Hands On: 30 Minutes
Total: 1 Hour

Nutritional Information

Amount per serving
  • Calories: 475
  • Fat: 16.9g
  • Saturated fat: 6.6g
  • Sodium: 535mg


  • 1 tablespoon canola oil
  • 1 cup chopped onion
  • 1 tablespoon minced fresh garlic
  • 2 tablespoons all-purpose flour
  • 1 1/2 cups unsalted chicken stock
  • 1/4 teaspoon kosher salt
  • 1/4 teaspoon freshly ground black pepper
  • 4 ounces 1/3-less-fat cream cheese
  • 2 slices bacon, chopped
  • 1 (8-ounce) container sliced button mushrooms
  • 2 teaspoons canola oil
  • 1 cup chopped leek
  • 1/2 cup chopped celery
  • 1/2 cup chopped ­carrot
  • 1/4 cup dry sherry
  • 4 cups chopped cooked chicken breast
  • 3 cups cooked brown and wild rice blend
  • 1/3 cup chopped fresh flat-leaf parsley
  • 1/2 teaspoon salt
  • 1/2 teaspoon black pepper
  • 1 1/4 cups fresh breadcrumbs
  • 2 tablespoons melted butter


  1. 1. Preheat oven to 350°.
  2. 2. Heat 1 tablespoon oil in a saucepan over medium heat.

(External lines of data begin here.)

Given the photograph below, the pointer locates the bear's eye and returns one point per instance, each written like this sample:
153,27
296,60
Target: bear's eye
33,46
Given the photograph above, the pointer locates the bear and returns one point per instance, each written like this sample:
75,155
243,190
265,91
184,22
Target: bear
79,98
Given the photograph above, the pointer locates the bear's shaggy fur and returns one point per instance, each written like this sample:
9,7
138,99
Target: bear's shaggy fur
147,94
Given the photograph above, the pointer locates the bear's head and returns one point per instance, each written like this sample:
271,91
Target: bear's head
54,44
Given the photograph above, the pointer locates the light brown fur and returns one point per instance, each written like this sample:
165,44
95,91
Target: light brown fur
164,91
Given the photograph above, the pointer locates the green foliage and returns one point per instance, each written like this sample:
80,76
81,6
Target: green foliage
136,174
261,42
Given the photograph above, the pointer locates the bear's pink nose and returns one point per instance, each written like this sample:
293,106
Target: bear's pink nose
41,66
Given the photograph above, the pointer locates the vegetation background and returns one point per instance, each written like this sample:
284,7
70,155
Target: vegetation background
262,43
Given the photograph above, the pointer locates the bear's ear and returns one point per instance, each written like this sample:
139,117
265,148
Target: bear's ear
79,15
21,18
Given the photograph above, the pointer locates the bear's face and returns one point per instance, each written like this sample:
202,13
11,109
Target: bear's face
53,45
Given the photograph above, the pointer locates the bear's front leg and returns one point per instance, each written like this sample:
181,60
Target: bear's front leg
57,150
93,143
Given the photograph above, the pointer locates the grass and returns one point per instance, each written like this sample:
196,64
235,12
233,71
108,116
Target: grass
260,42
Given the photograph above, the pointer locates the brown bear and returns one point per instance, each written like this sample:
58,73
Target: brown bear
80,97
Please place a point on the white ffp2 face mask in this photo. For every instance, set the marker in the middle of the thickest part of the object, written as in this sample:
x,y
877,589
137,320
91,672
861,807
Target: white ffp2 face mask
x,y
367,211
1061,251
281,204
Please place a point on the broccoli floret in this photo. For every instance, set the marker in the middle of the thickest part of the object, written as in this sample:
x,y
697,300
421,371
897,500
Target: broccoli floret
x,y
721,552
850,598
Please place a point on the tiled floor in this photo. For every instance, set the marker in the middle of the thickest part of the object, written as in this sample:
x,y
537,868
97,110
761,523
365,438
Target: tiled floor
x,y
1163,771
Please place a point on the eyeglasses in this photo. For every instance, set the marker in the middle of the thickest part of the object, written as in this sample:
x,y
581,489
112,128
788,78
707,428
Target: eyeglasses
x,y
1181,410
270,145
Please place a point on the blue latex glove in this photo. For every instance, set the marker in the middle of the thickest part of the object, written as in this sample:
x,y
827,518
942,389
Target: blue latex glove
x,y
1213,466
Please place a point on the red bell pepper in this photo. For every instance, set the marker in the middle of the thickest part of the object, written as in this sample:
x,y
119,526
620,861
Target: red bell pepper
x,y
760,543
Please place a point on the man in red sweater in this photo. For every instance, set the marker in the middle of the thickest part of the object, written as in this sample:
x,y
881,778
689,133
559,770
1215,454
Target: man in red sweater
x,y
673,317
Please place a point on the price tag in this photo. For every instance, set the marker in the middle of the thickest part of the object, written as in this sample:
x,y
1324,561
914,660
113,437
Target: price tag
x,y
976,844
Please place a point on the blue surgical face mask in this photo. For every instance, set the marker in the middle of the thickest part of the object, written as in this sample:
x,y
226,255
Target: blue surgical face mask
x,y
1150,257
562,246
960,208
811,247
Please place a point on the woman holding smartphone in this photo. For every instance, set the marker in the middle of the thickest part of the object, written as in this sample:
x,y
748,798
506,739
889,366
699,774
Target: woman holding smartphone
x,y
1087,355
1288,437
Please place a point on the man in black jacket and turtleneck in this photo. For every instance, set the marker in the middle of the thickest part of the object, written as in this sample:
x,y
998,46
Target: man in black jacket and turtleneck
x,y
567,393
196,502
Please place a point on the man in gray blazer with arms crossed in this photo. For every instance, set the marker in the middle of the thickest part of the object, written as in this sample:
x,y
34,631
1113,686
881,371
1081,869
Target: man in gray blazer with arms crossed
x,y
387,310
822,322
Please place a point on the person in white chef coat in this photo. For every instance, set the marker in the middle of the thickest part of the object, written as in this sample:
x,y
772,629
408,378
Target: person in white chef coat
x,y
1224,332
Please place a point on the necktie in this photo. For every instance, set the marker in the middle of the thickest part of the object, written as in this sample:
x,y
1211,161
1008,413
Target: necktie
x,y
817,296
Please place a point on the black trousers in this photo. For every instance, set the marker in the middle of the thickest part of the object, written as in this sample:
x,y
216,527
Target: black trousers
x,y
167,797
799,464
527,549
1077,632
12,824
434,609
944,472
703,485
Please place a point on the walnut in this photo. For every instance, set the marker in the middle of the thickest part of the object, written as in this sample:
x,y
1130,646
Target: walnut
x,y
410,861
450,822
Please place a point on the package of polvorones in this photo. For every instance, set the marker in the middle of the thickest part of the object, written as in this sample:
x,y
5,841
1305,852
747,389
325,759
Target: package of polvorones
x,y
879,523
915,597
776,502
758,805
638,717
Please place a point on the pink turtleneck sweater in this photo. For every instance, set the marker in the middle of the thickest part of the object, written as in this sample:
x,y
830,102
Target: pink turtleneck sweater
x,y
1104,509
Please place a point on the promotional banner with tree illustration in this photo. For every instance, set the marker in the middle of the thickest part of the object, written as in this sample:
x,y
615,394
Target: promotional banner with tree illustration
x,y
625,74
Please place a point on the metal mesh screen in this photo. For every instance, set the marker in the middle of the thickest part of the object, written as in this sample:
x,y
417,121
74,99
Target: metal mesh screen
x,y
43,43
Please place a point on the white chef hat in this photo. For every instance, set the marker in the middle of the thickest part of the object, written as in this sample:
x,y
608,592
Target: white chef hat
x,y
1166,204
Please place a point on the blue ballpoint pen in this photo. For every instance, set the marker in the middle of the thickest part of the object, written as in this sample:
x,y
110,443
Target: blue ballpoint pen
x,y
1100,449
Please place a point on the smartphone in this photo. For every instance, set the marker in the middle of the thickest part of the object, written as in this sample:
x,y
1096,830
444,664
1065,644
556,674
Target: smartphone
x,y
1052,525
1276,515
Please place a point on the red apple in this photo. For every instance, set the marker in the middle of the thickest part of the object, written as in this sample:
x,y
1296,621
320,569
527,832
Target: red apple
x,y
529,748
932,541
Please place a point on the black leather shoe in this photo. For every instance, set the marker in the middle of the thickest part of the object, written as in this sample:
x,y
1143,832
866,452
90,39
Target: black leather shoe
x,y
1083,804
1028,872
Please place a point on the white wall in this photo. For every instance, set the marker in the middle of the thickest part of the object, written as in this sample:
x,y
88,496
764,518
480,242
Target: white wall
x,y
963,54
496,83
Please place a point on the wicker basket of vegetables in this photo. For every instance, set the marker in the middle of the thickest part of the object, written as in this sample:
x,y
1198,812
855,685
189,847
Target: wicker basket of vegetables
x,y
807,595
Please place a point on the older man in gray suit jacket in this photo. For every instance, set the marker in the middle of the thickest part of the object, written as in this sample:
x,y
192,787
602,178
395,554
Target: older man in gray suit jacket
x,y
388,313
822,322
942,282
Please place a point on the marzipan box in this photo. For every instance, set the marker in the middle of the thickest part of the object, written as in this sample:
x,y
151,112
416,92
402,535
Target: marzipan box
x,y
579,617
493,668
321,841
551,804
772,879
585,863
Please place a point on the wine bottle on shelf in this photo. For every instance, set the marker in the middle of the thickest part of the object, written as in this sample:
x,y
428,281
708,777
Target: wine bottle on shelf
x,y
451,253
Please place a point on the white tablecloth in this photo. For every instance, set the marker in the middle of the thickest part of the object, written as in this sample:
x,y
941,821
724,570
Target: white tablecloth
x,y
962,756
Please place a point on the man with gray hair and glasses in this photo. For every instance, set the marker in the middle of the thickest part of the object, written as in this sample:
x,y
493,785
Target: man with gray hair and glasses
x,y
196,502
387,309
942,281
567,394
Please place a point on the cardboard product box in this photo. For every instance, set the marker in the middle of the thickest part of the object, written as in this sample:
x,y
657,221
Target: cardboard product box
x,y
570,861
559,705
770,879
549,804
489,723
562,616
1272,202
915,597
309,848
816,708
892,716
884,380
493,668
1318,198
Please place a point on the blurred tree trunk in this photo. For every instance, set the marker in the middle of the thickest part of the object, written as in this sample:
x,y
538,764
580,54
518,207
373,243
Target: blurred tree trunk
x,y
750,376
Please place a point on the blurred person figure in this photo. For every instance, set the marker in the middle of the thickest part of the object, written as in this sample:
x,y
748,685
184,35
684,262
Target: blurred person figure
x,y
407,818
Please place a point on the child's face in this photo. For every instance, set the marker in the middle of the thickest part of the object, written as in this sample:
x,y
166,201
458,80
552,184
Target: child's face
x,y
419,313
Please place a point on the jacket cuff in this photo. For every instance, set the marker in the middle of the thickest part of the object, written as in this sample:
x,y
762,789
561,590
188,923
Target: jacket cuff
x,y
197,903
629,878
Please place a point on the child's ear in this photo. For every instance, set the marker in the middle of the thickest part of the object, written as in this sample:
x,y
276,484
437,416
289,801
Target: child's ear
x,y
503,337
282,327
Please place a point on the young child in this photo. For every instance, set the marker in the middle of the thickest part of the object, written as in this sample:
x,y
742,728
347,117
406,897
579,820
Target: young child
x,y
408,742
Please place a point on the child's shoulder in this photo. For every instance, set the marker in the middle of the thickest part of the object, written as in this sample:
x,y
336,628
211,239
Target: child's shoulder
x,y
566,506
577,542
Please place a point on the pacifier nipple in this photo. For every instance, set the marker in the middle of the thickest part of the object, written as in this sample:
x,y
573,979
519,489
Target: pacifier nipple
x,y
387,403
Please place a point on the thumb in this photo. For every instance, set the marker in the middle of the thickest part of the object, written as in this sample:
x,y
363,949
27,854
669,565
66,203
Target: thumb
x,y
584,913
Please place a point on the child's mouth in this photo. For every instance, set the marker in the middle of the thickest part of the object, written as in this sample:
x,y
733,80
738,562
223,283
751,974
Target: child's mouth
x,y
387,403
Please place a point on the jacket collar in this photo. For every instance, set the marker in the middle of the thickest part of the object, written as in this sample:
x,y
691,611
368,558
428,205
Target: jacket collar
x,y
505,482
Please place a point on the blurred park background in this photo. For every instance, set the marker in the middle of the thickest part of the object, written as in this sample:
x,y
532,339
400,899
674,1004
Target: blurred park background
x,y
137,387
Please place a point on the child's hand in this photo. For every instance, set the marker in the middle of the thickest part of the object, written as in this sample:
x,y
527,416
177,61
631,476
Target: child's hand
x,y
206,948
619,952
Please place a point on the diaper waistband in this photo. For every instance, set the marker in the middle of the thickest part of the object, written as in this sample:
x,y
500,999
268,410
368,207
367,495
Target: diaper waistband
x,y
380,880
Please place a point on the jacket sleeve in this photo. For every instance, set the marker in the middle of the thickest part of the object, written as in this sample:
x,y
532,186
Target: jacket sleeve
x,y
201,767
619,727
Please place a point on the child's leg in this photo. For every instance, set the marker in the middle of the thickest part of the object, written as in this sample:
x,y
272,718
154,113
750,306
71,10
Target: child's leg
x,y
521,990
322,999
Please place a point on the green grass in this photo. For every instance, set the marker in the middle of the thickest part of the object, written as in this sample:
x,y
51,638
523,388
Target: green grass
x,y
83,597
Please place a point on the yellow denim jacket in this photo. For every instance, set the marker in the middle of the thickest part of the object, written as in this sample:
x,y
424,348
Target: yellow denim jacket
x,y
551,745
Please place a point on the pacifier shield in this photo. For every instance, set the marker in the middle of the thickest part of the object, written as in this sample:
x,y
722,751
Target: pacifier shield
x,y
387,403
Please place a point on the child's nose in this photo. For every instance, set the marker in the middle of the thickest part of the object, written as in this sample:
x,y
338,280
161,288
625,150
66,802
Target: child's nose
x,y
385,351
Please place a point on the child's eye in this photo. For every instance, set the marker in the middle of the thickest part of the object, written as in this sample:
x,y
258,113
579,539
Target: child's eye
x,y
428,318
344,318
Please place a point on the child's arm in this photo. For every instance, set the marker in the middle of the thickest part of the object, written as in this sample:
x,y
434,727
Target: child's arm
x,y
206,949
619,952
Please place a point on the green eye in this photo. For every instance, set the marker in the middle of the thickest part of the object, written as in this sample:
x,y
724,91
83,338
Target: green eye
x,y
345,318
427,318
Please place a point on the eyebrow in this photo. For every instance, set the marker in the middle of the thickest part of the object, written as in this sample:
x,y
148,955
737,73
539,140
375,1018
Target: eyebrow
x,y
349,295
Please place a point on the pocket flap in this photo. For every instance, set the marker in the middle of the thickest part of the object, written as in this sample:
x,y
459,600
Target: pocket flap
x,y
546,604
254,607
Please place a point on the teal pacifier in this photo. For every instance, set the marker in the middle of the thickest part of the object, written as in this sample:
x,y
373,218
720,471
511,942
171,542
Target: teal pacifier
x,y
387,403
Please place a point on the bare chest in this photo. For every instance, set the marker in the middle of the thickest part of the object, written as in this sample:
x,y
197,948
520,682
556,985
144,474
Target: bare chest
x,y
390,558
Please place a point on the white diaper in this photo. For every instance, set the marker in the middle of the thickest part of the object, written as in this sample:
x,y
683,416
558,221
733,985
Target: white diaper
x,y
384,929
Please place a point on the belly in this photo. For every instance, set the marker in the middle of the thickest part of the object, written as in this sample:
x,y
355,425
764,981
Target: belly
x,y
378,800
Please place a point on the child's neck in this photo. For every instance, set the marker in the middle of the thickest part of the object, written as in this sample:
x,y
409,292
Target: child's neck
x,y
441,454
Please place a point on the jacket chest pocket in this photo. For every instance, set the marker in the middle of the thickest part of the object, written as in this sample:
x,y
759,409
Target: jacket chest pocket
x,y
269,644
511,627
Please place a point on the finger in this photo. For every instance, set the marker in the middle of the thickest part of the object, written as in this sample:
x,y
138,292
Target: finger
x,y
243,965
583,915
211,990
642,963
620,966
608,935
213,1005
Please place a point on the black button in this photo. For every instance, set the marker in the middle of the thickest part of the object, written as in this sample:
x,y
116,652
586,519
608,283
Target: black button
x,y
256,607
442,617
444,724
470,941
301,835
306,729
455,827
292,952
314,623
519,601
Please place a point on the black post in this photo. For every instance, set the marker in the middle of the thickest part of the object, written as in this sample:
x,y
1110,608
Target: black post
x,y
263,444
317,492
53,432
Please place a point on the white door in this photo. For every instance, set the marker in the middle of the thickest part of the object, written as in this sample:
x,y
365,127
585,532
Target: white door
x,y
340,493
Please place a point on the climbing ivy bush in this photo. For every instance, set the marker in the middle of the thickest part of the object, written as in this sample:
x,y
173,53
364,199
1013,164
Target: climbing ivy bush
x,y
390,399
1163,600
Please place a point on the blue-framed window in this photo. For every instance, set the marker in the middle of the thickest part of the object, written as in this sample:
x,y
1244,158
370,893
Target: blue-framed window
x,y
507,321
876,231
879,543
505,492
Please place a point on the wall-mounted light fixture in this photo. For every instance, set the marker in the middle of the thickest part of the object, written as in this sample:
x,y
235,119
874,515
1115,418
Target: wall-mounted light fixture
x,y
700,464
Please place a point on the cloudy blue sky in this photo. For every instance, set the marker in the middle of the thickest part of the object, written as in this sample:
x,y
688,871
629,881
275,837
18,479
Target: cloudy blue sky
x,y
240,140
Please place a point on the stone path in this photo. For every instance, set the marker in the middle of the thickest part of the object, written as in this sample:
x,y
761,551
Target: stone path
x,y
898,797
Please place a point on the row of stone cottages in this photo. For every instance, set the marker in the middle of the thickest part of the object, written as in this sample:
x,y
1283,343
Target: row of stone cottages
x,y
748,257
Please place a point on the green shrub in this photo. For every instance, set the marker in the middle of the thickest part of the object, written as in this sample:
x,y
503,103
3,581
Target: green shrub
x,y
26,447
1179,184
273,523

Add onion; cook 6 minutes. Add garlic and flour; cook 2 minutes. ­Gradually add stock, stirring constantly; bring to a boil. Remove from heat; stir in 1/4 teaspoon kosher salt, 1/4 teaspoon pepper, and cream cheese.
  3. 3. Cook bacon in a skillet over medium heat. Remove bacon. Add mushrooms to drippings in pan; cook 5 minutes. Add 2 teaspoons canola oil to pan; swirl to coat. Add chopped leek, celery, and ­carrot; cook 5 minutes, stirring occasionally. Stir in sherry; bring to a boil. Cook 3 minutes or until liquid evaporates. Add leek mixture, chicken, brown and wild rice blend, parsley, 1/2 teaspoon salt, and 1/2 teaspoon black pepper to sauce; toss to combine. Scrape mixture into an 11 x 7-inch baking dish. Toss breadcrumbs with melted butter; sprinkle over casserole. Bake at 350° for 25 minutes.